Okay, so I went back to the first code I devised and moved the _ENV array to a higher priority and walla, it acts just like register_globals on.

Thanks everyone for helping me out on that. I really appreciate the responses. This will save them some money till they can afford to have the site rebuilt.

[PFMaBiSmAd]

There is an auto_globals_jit setting -

 

auto_globals_jit boolean

When enabled, the SERVER and ENV variables are created when they're first used (Just In Time) instead of when the script starts. If these variables are not used within a script, having this directive on will result in a performance gain.

 

Edit: Note to php.net, all the lazy-way shortcuts put into the php language have probably cost three orders of magnitude more in lost troubleshooting time then they ever saved in programmer's typing time.

 

[printf]

You can also just use array_merge(), it makes it easier that way. Lots of times you don't know what environments will be loaded on different systems using PHP as module or a CGI binary, so you merge the environments into $_SERVER or whatever super global you want them in.
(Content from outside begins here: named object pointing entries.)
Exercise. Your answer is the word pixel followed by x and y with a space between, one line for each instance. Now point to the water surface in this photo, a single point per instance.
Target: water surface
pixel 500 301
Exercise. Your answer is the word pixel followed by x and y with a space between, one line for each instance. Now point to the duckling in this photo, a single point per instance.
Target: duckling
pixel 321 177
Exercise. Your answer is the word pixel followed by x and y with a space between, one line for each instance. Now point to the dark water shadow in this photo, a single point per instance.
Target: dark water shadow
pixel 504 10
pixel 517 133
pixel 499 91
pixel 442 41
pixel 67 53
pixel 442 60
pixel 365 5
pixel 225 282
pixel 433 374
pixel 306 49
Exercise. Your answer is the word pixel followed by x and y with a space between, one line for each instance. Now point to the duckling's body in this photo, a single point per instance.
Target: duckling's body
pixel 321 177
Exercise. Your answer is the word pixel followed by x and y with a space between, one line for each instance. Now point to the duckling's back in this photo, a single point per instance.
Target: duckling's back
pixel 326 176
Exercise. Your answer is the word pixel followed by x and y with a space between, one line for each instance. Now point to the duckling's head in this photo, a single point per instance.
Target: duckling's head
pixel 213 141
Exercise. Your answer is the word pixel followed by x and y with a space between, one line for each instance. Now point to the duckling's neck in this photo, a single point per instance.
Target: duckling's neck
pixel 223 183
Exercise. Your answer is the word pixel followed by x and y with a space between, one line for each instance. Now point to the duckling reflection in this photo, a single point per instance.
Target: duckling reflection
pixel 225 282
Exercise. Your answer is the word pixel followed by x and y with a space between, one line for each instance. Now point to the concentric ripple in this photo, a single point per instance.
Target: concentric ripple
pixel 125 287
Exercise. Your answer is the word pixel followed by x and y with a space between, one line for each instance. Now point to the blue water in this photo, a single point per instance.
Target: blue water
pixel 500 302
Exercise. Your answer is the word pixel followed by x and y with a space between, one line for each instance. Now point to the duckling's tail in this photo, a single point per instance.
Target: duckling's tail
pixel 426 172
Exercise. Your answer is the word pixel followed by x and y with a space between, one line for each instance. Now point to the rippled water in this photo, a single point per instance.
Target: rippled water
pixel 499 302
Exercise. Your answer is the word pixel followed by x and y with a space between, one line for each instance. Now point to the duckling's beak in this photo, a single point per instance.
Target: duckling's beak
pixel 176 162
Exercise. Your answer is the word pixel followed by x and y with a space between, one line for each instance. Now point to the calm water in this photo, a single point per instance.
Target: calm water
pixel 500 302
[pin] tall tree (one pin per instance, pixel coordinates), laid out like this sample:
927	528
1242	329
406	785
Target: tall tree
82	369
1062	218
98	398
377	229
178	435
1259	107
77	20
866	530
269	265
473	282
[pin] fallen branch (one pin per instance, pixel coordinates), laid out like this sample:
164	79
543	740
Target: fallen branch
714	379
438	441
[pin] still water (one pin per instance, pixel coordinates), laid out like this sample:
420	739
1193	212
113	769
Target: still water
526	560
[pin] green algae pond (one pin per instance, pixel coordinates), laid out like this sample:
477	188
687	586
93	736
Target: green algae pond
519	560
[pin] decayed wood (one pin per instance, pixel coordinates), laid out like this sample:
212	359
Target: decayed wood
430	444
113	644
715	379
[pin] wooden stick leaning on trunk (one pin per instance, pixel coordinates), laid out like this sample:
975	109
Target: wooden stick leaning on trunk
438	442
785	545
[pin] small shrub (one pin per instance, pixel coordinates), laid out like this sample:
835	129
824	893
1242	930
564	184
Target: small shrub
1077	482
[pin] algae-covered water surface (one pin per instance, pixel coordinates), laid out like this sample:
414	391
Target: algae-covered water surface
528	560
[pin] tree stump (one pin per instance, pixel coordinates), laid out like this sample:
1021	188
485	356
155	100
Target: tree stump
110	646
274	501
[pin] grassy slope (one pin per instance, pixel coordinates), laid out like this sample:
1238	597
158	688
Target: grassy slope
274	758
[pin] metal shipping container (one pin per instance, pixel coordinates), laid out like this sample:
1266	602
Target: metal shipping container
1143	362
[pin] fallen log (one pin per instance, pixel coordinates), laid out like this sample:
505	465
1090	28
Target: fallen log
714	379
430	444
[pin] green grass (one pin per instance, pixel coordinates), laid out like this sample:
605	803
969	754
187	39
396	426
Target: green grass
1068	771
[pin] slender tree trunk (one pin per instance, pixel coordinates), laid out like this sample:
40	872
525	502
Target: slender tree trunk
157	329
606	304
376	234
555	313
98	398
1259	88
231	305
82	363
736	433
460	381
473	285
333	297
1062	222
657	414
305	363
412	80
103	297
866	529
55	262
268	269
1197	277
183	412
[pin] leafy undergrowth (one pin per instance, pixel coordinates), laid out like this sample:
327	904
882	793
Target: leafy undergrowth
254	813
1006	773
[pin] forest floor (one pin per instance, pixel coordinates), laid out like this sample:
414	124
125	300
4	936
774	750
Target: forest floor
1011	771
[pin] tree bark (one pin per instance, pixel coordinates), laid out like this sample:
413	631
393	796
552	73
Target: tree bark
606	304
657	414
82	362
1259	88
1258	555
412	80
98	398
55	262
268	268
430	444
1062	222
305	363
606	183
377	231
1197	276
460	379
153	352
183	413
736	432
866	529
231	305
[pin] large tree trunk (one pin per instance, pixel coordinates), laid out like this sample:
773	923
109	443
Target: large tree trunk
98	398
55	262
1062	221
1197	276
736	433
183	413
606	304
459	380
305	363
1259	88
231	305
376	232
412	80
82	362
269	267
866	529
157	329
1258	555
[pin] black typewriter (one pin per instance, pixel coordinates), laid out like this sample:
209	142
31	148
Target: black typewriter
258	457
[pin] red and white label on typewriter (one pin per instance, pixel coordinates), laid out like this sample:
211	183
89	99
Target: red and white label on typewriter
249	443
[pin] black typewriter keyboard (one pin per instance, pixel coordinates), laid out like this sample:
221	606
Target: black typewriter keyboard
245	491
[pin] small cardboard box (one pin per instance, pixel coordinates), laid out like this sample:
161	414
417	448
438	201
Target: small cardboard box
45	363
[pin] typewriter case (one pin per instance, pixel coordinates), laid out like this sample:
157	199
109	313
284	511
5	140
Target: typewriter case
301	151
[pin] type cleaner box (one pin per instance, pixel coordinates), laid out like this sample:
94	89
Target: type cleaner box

That way you don't have to check if they are in different super globals!

 

example...

 

// all the variables that exist in $_ENV and don't exit in $_SERVER will be placed into $_SERVER

$_SERVER = array_merge ( $_SERVER, $_ENV );

[Brian W]

Thanks, I'll look into auto_globals_jit.

Here is what I ended up with:

<?php
//error_reporting(E_ALL);		//Its a good idea to have this stated when testing.
$global = array();				//Declare $global as an array first.

/*
The below combines the superglobals into one array called $globals
Note:
* comment out arrays that you do not want to register.
* move the lines up for lower priority. if $_GET comes first, $_GET['id'] will overwrite $_POST['id']
*/

if(is_array($_GET)){ $global = array_merge($global, $_GET); }
if(is_array($_POST)){ $global = array_merge($global, $_POST); }
if(is_array($_ENV)){ $global = array_merge($global, $_ENV); }
if(is_array($_COOKIE)){ $global = array_merge($global, $_COOKIE); }
if(is_array($_SERVER)){ $global = array_merge($global, $_SERVER); }
if(isset($_SESSION) && is_array($_SESSION)){ $global = array_merge($global, $_SESSION); }
//if(is_array($_REQUEST)){ $global = array_merge($lobal, $_REQUEST); }
//if(is_array($_FILES)){ $global = array_merge($global, $_FILES); }

foreach($global as $varname => $value){
global $$varname;
$$varname = $value;
//echo $varname." = ". $value."\n"; 		//For testing, uncomment to see full list.
}
?>

The commented text is for if someone else does any work on their site. They have another guy who knows a little php and he usually fixes their problems.